A few days later I found these fun succulents. Echeveria runyonii ‘Topsy Turvy’ – a succulent from family Crassulaceae (Stonecrops) native to semi-desert areas of Central America, from Mexico to NW South America. The genus Echeveria is a large genus of flowering plants, species, runyonii. It is sometimes called Mexican Hen and Chicks. It was named by past Huntington Botanic Garden Director Myron Kimnack. The genus Echeveria is named after the 18th century Mexican botanical artist Atonasio Echeverria y Godoy in 1828 by the French botanist Augustin Pyramus de Candolle (DeCandolle) who was very impressed with Echeverría’s drawings. The correct pronunciation for the genus is ek-e-ve’-ri-a, though ech-e-ver’-i-a seems more prevalent in the US.
Topsy Turvy is a fast growing rosette-forming succulent with thick silver-blue leaves that curve upwards with inverted tips pointing back towards the center of the plant. The individual rosettes can grow about 6 inches tall and as large as 1 foot across. It multiplies by sending pups out around the base and grows in a mounding formation. It flowers on long arching stalks that rise above the foliage with apricot coral blooms in late summer or early fall. It is hardy down to 25° F, some sources say even colder. I think it best to cover them here in Houston or better yet move them inside during a hard freeze.
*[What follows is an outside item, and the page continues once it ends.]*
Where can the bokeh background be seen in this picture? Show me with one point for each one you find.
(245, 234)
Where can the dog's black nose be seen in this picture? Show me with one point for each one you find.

Echeveria prefers medium water. It is important not to let the soil dry out completely or get so wet the roots rot. When watering water the soil not the rosettes. Over or under watering can both lead to wilting, shriveling and dropping of leaves. Observing your plant while you get the watering right is important.
Like most Echeveria Topsy Turvy is shallow rooted and needs well drained soil. I have read that “sandy” in the soil requirements for succulents simply means that the soil needs to drain well. If you do add actual sand to your soil, make sure that it is coarse grained. Fine sand will clog the air pockets in the soil. Fertilizer is not a continual requirement for Echeverias. These succulents grow natively in soil without a lot of nutrients.
Echeverias like light similar to what they’re used to in their native growing grounds. They thrive in full sun but can tolerate light shade. However, try to avoid drastic changes in sunlight and summer afternoon full sun. Even though my porch faces west the late afternoon sun is blocked by very tall Sycamore trees. When moving plants from lower light conditions (indoor to outdoors) into full sun, be wary of sun scorch, most easily avoided by ensuring plants are well-watered before moving them on a cloudy day. The more light a plant gets the better it will display its colors and shape.
I have put mine in lovely tall urns that flank top front step.
Yesterday the Texas Native Plant Society posted this beautiful picture on Facebook. It is an Echeveria native to the Big Bend region of Texas. According to Michael Eason the photographer that took this picture this is the only species of this genus found in the United States, and is only found in Presidio, Jeff Davis and Brewster Counties. I wonder where I could find one for sale?